Generated by GPT-5-mini| Multiple Mini Interview | |
|---|---|
| Name | Multiple Mini Interview |
| Abbreviation | MMI |
| Type | Admissions interview |
| First used | 2000s |
| Purpose | Candidate assessment for professional programs |
| Developer | McMaster University (origin) |
| Format | Circuit of short stations |
Multiple Mini Interview
The Multiple Mini Interview (MMI) is an assessment format used by professional schools to evaluate applicants' interpersonal skills, ethical reasoning, and problem-solving across a series of short, structured interactions. It is characterized by rotating stations where candidates face distinct scenarios, tasks, or interviewers, intended to reduce bias and increase sampling of candidate behaviors. The MMI has been adopted and adapted by institutions worldwide in medicine, dentistry, nursing, and related health professions.
The MMI consists of multiple timed stations that test communication, ethical judgment, teamwork, and critical thinking through scenario-based prompts, role-plays, and standardized tasks. Originating as an alternative to traditional long-form interviews, the MMI emphasizes standardized scoring rubrics, trained assessors, and logistical choreography to allow simultaneous assessment of many applicants. It seeks to provide reliable, valid measures of noncognitive attributes sought by programs such as medicine, dentistry, and allied health.
The MMI was developed in the early 2000s to address limitations of traditional panel interviews by proponents at institutions seeking robust admissions tools. Early implementations were informed by research in psychometrics, assessment theory, and program admissions. Over the following decades, the format spread from its origin to multiple continents as programs experimented with station design, assessor training, and technology-enhanced delivery such as virtual stations and automated timing systems. Influential centers and professional associations contributed to evolving best practices and empirical evaluation.
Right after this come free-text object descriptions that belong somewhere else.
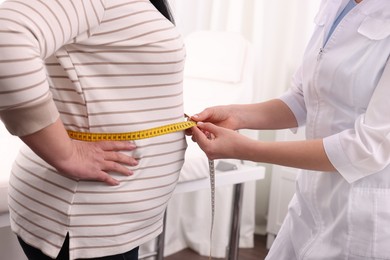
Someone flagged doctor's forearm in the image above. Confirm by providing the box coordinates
[239,138,336,172]
[237,99,298,130]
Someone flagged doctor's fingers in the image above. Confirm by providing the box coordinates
[191,108,212,122]
[196,121,220,135]
[184,127,194,136]
[192,107,238,131]
[191,106,227,123]
[192,123,224,159]
[191,123,210,143]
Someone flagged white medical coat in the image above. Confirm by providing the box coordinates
[266,0,390,259]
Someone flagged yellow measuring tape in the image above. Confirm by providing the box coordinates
[67,120,196,142]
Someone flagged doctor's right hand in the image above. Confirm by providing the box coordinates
[190,105,240,130]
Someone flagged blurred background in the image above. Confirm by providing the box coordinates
[168,0,321,238]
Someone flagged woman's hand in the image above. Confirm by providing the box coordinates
[55,140,138,186]
[21,118,138,186]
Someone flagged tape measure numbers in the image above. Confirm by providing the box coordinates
[67,120,196,142]
[208,158,215,260]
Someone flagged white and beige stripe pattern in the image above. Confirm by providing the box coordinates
[0,0,186,259]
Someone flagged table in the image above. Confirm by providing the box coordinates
[141,163,265,260]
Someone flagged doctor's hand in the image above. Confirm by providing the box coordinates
[191,121,253,160]
[191,105,240,130]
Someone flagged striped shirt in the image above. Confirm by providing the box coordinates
[0,0,186,259]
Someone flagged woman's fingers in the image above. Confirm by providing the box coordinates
[66,140,139,185]
[95,141,138,177]
[98,140,137,151]
[94,171,119,186]
[103,150,139,167]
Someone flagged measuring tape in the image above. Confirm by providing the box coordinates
[67,120,196,141]
[67,119,216,259]
[208,159,215,260]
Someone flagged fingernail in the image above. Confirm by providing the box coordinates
[197,122,204,125]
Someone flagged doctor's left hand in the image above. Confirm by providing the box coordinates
[192,122,253,160]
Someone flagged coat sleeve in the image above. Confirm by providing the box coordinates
[278,65,308,129]
[323,59,390,183]
[0,0,106,136]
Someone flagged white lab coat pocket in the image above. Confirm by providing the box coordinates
[358,16,390,40]
[348,188,390,259]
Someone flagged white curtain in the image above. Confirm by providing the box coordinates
[168,0,321,237]
[170,0,320,102]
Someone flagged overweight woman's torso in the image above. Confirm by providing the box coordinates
[7,1,187,259]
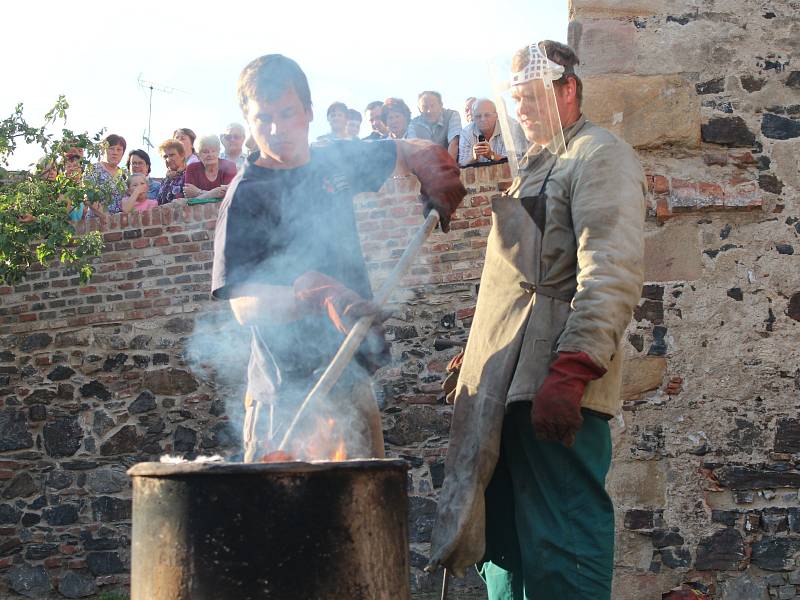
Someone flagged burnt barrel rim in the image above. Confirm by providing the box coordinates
[127,457,408,478]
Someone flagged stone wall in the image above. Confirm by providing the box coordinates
[569,0,800,597]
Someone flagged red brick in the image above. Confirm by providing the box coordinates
[143,289,162,298]
[456,307,476,320]
[656,197,672,221]
[103,232,123,242]
[153,236,170,247]
[143,227,163,237]
[44,557,63,568]
[0,470,14,480]
[405,394,439,405]
[471,195,490,207]
[652,175,669,194]
[204,219,217,230]
[132,238,151,249]
[19,313,37,322]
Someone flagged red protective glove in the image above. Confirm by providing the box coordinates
[293,271,377,334]
[532,351,606,447]
[400,142,466,232]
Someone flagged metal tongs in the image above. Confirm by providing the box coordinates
[243,209,441,462]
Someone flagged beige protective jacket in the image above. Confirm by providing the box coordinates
[428,117,645,576]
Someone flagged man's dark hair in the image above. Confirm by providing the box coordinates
[346,108,362,122]
[365,100,383,112]
[417,90,443,103]
[105,134,127,152]
[326,102,348,119]
[238,54,313,112]
[539,40,583,105]
[382,98,411,122]
[126,149,152,174]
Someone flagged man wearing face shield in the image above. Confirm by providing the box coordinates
[428,41,645,599]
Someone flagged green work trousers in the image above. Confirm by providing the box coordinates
[478,403,614,600]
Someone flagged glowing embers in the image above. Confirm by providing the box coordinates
[259,416,348,463]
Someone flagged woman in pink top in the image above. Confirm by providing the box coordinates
[183,135,237,201]
[121,174,158,213]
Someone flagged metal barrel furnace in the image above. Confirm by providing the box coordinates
[128,459,410,600]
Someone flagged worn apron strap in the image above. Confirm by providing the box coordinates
[519,163,556,234]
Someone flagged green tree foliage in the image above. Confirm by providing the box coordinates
[0,97,116,285]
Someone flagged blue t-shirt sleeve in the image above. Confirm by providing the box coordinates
[329,140,397,194]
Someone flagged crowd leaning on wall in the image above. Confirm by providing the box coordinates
[37,91,498,222]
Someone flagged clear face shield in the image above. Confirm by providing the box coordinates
[490,42,567,178]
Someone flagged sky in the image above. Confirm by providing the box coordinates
[2,1,568,176]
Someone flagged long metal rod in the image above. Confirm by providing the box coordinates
[440,568,449,600]
[277,209,441,452]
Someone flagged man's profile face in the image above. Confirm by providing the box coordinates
[368,107,388,135]
[473,101,498,137]
[464,97,476,123]
[244,86,313,168]
[418,94,443,124]
[511,80,556,146]
[162,148,185,172]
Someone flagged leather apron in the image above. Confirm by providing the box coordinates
[429,152,578,576]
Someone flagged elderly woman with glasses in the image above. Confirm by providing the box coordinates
[183,135,238,200]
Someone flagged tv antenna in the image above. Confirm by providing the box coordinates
[137,75,188,150]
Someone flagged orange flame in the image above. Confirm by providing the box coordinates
[258,417,347,463]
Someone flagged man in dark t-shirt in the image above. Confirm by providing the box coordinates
[212,54,466,462]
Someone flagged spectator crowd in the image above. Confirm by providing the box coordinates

Typical MMI circuits include 6–12 stations lasting 5–10 minutes each with brief transition intervals. Station types commonly include: - Ethical dilemmas presented as short vignettes requiring argumentation or prioritization. - Role-play interactions with actors simulating patients, colleagues, or family members. - Team-based tasks requiring collaboration under time pressure. - Interpretation tasks involving visual data, charts, or written prompts. - Traditional one-on-one interview questions assessing motivation and reflection.
Stations are designed with standardized prompts, scoring anchors, and behavioral descriptors to guide assessors. Physical logistics often require separate rooms, timing signals, and briefing for simulated participants and examiners.
Scoring employs checklists or global rating scales anchored to observable behaviors and competencies. Aggregation across multiple stations aims to enhance reliability through extensive sampling of behaviors, aligning with generalizability theory principles used in high-stakes assessment. Validity evidence typically reported includes content validity via expert panel review, criterion-related validity with academic or clinical performance measures, and construct validity through factor analyses. Inter-rater reliability is addressed via assessor training and calibration exercises; however, single-station rater effects and scenario specificity remain concerns in psychometric studies.
Preparation for the MMI ranges from institutional briefing materials to commercial coaching services and peer practice sessions. Candidates often rehearse ethical reasoning frameworks, communication strategies, and role-play skills. Institutions provide sample stations, timing guidance, and guidance on professional demeanor. Coaching providers may focus on performance techniques, scenario deconstruction, and time management; critics argue about equity implications when access to paid coaching is uneven.
Critiques of the MMI include logistical complexity, resource intensiveness, and potential cultural or socioeconomic bias in scenario framing and assessor interpretation. Concerns have been raised about coaching advantages, the ecological validity of brief interactions compared with longitudinal observation, and the potential for stereotype-driven judgments by assessors. Empirical debates continue regarding predictive validity for long-term clinical performance and the degree to which the MMI reduces versus redistributes sources of bias compared with other selection tools.
The MMI has been adopted by medical, dental, nursing, pharmacy, and allied health programs across North America, Europe, Australasia, and parts of Asia and Africa. Variants include virtual MMIs, asynchronous written responses, and hybrid circuits integrated with situational judgment tests. Adoption decisions are influenced by institutional priorities, accreditation standards, and comparative research on selection outcomes. Institutions often combine MMI results with academic metrics, references, and personal statements to form composite admissions decisions.